All forms of osteoarthritis were examined collectively given the limited data on forms other than the knee joint. Only English based articles were deemed acceptable. To avoid any confusion in discussing and comparing studies given the prevailing array of diverse vitamin D terminologies in this body of data, among other factors, this review elected to employ the generic term ‘vitamin D’ to represent any related set of facts. This is not a systematic review, however, and readers can learn more by exploring the current cited reports and specific vitamin D analogues as well as some prior reports [eg., 13-15].
As among the 469 publications listed on PUBMED as of January 30, 2021 we reviewed previously and that referred to vitamin D and osteoarthritis [15], many current listings failed to focus on this topic in a meaningful way and many were excluded because they were proposals, or conference presentation summaries.
Moreover, as of October 20, 2024, the data examined similarly revealed only a small number of relevant recent studies even when extending the number of data bases. These data were examined whether they were stand alone studies or current reviews and while somewhat favorable as regards the relevance of this topic when considered as standalone studies, do not however appear to support a role for vitamin D in osteoarthritis mitigation to any degree that could drive practice when viewed in systematic reviews. Consequently, even if vitamin D deficits do seem to affect large numbers of osteoarthritis relationships or have a strong bearing in the disease cycle in some severe cases of older sufferers, very few researchers feel reversing the osteoarthritis state through vitamin D assessments and optimization may be possible. However, as in the past a firm case cannot be made in any manner to date, hence most researchers call for continued research and efforts to measure and assure vitamin D sufficiency to help protect bone [12] and avoid a severe and rapid destructive form of osteoarthritis progression and disability [14]. As well, even if supplementation appears to have no significant long term osteoarthritis impact [16], several reports continue to show valuable pain relief and other multiple post supplementation benefits.
In addition, a recent report that conducted a meta-analyses of randomized controlled trials on the effects of vitamin D on fracture risk, falls or osteoarthritis, came to the conclusion that 1000 IU daily should be recommend for cases at increased risk of vitamin D deficiency.

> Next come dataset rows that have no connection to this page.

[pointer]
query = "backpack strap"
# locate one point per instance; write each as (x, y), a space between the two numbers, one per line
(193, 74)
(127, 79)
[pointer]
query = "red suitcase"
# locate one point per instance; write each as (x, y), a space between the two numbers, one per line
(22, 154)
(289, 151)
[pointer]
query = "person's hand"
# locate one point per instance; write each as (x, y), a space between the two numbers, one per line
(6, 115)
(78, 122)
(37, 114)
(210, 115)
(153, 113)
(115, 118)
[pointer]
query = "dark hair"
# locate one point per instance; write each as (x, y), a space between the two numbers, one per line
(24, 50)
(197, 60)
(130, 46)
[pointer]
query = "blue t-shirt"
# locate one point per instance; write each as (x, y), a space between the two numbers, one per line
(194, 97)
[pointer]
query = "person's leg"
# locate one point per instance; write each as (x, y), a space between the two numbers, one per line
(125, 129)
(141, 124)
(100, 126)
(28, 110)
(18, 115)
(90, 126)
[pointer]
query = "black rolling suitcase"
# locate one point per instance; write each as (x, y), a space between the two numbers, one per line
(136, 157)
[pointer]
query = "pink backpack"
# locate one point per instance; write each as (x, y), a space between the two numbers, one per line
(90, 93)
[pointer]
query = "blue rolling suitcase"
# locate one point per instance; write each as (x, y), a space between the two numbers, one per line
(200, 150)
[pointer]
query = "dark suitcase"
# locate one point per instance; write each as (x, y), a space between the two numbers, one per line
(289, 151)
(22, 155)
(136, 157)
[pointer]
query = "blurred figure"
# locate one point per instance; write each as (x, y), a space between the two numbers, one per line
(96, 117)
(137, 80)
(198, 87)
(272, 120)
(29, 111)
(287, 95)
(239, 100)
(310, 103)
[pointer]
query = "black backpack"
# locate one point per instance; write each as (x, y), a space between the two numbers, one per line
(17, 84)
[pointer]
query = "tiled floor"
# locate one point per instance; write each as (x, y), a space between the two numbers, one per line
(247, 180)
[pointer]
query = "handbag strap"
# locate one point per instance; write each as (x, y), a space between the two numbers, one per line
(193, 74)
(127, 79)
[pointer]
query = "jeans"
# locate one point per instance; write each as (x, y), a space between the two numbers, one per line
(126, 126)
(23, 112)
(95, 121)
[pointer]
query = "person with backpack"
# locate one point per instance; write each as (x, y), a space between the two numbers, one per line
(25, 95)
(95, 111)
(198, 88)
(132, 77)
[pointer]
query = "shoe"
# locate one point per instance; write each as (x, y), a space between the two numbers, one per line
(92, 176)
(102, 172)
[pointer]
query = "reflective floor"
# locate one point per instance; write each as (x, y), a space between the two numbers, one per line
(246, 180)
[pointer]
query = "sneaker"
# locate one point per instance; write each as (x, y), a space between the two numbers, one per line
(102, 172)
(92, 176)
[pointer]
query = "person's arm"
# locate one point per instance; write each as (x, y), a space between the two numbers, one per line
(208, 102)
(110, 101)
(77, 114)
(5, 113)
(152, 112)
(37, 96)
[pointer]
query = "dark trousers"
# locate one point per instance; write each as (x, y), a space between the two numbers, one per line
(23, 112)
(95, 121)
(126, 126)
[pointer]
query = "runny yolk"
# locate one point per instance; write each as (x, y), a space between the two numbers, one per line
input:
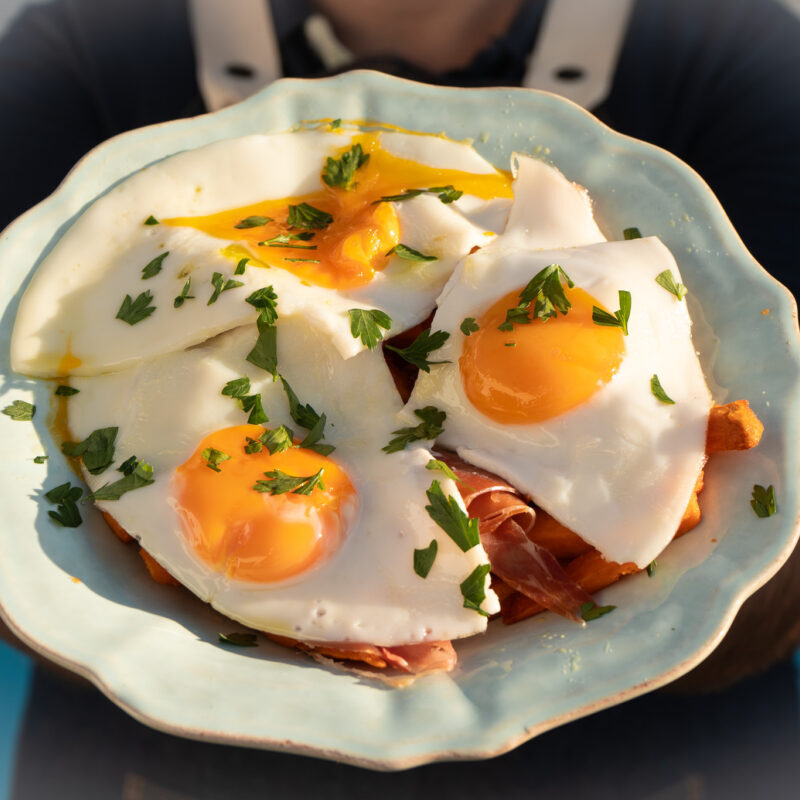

The group also addressed the identification of patients possibly benefitting from a vitamin D loading dose to achieve early 25-hydroxyvitamin D therapeutic level or from calcifediol administration [17]. In another recent study high rate of vitamin D deficiency were found in association with knee osteoarthritis presence [18]. Due to its anti inflammatory and metabolic bone mediating linkages a role for vitamin D in osteoarthritis care is also suggested to be of value for example, in the context of micro nutrients or neutraceuticals and/or bioactive products and their appropriate usage [19-21].
It is also suggested that vitamin D significantly reduces cartilage cell death and alleviates cartilage extracellular matrix degradation, a hallmark of osteoarthritis pathology. In addition, the mechanism underlying vitamin D cell death impacts can be verified and appears to foster the maintenance of cartilage homeostasis [22]. Subject to further study, it is further proposed vitamin D injections may prove beneficial in efforts to foster cartilage repair via this process or others [23].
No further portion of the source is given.